|Ross River Meatworks, date unknown, Townsville Albums, NQ Photographic Collection ID 4638|
In her book “Arctic Regions in a Torrid Zone”, Dawn May describes how, early one morning, a group of men deliberately set loose and stampeded the cattle. Following the arrest of ringleaders, Pierce Carney and Mick Kelly, their enraged fellow-workers made their way to the “Tree of Knowledge”, on the corner of Denham and Flinders Street. From here, inflamed by speeches and alcohol, they reportedly broke into a gunshop before marching on the watch house (adjacent to the present Court House theatre) where the arrested men were being held.

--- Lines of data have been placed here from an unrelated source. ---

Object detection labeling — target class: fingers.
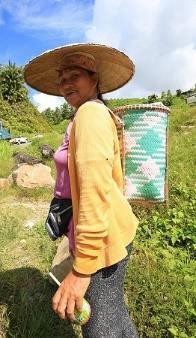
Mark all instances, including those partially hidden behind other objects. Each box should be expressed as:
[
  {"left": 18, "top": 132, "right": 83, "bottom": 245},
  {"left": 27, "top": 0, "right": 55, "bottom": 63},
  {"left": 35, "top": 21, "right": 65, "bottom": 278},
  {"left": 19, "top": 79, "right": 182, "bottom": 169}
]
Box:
[{"left": 52, "top": 290, "right": 67, "bottom": 319}]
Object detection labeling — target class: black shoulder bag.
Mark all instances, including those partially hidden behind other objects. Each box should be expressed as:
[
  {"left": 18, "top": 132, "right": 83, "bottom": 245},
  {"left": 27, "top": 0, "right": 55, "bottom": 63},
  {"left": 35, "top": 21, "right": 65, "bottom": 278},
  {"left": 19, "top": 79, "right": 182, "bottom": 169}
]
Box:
[{"left": 45, "top": 197, "right": 73, "bottom": 241}]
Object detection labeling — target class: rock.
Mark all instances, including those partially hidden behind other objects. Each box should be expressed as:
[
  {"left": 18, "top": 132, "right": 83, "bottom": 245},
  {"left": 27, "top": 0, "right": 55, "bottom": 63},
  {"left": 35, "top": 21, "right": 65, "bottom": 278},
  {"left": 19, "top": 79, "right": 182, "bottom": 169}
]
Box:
[
  {"left": 12, "top": 163, "right": 54, "bottom": 188},
  {"left": 0, "top": 177, "right": 12, "bottom": 189},
  {"left": 40, "top": 144, "right": 54, "bottom": 158},
  {"left": 13, "top": 152, "right": 42, "bottom": 165}
]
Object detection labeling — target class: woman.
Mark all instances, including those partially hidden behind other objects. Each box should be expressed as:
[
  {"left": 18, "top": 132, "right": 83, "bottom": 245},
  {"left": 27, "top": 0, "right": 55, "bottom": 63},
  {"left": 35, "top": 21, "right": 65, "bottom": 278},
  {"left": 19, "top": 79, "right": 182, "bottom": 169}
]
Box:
[{"left": 25, "top": 44, "right": 138, "bottom": 338}]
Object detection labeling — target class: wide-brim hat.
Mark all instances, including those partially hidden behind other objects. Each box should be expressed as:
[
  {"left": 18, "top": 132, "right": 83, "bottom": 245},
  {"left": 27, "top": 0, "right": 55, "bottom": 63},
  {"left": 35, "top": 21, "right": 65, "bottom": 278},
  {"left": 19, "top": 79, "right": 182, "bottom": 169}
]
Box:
[{"left": 24, "top": 43, "right": 135, "bottom": 96}]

It was at this point that the diminutive but feisty Sister Alice – sister-in-charge of St Anne’s School – became involved. A recent publication tells the tale. In 1919 the newly-established St Anne’s (now the Cathedral School) was located across the road from the watch-house. The Spanish flu pandemic was raging and the nuns were providing hospital care for victims, many of whom were housed on the school’s verandahs. When sounds of protest and the singing of the Red Flag disturbed the quiet Sunday evening, Sisters Alice and Frances hurried to the school gate. Even when shooting broke out Sister Alice remained outside trying to move her patients to safety. Before long a man wounded in the conflict was brought for her care and to her surprise she learned that one of the ringleaders had already been admitted as an influenza patient. According to Sister Frances, whose narrative is included in Ray Geise’s history, this man claimed to be Mick Kelly, a fact which, if true, would give a surprising twist to the more conventional accounts of the incident.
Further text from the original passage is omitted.